Mixue’s Hong Kong experience also reflects a broader shakeout in the city’s retail and dining scene. Years of high rents, followed by a pandemic-era collapse in tourist traffic and a structural shift in local spending patterns, have pushed many long-standing eateries and shops to close. Industry estimates suggest that more than 300 outlets shut or announced closures in 2025, including decades-old neighborhood institutions. Landlords in prime “旺区” locations have often been slow to cut rents, squeezing operators whose dinner trade has weakened and whose customers increasingly spend outside Hong Kong. In more residential, lower-rent districts, turnover is brisk, with old tenants leaving and new ones arriving, though some observers say overall store quality has declined as younger generations shy away from taking over family businesses.
Paradoxically, the same rent correction that has undermined some older tenants has opened doors for a wave of mainland brands to “attack Hong Kong.” After pandemic shocks, core-area rents in districts such as Causeway Bay, Tsim Sha Tsui, Mong Kok and Central fell by roughly half from their peaks, according to past commercial property reports. That has enabled mass-market chains — from Mixue and rival tea brands like Chabaidao and Heytea to restaurant operators such as Tai Er and Nong Geng Ji — to secure flagship locations once dominated by global luxury houses. For these newcomers, prime Hong Kong addresses serve both as revenue generators and as high-visibility showcases for brand image.
Globally, Mixue’s setbacks in Japan and Hong Kong sit alongside far stronger performances elsewhere. In China, the company runs more than 55,000 outlets, with almost 60% in third-tier and smaller cities, backed by a self-built supply chain and a mature single-store profit model. Southeast Asia is its overseas stronghold, with around 2,600 stores in Indonesia and more than 1,300 in Vietnam, plus rapid rollouts in Malaysia, Thailand and Cambodia. There, a regional preference for sweeter drinks and a fragmented street-beverage landscape have allowed Mixue’s standardized, low-priced offerings to stand out and achieve citywide coverage, with many stores reporting robust daily sales. Newer markets from Hollywood and US college towns to Kazakhstan, Brazil and Mexico have also shown promise, particularly among younger consumers drawn to ice cream, fresh fruit teas and the novelty of Chinese-style milk tea.

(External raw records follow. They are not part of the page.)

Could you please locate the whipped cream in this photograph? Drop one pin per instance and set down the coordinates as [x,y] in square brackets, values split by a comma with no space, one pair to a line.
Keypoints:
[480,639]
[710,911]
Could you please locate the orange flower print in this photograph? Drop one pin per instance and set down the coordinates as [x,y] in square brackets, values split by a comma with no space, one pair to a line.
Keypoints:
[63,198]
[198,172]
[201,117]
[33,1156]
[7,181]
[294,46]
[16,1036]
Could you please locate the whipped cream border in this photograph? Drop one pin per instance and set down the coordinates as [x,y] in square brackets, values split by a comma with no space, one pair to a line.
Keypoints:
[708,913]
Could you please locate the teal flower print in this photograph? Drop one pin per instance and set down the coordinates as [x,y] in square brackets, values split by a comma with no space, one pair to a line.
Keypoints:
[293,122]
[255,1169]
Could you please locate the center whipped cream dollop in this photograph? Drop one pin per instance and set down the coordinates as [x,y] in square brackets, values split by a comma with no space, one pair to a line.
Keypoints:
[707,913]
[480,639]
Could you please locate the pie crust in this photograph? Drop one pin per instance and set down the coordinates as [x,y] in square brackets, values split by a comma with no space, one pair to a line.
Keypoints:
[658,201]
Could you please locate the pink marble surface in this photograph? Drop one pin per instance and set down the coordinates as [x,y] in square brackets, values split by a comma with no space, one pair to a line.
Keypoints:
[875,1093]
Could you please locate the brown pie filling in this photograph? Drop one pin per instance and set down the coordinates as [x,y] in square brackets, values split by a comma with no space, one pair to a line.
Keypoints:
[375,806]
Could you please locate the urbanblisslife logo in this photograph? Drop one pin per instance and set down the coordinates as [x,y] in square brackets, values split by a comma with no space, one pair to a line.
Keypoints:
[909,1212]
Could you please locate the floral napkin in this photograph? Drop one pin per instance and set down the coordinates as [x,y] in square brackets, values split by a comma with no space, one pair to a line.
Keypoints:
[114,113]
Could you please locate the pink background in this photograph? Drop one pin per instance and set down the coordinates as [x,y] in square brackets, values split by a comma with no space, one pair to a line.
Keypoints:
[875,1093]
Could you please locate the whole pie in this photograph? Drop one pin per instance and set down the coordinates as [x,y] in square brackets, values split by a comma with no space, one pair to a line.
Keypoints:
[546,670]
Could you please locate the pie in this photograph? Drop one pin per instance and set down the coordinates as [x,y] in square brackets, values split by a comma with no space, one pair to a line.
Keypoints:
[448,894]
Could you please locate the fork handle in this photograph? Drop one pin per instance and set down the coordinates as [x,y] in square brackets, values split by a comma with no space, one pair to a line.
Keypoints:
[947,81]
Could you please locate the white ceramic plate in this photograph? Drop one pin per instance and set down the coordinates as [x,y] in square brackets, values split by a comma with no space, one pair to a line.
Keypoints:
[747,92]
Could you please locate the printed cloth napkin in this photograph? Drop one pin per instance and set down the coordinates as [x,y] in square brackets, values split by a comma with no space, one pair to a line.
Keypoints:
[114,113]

Commentators in China see this contrast as a lesson in the complexities of “going global.” Mixue has become a case study in how a Chinese consumer brand, powered by a catchy jingle and a cartoon mascot, can turn an everyday product into a recognizable global symbol of China’s consumption upgrade. Yet its misfires in Japan and Hong Kong underline that overseas growth is not a matter of simply copying a domestic playbook. Differences in local taste, market structure, regulatory regimes and real estate economics demand deeper adaptation in products, pricing and operating models. For China’s expanding roster of beverage and coffee chains, the message is clear: scale and cost efficiency can open doors abroad, but long-term success will depend on how well they fit into the rhythms and expectations of each street they choose to serve.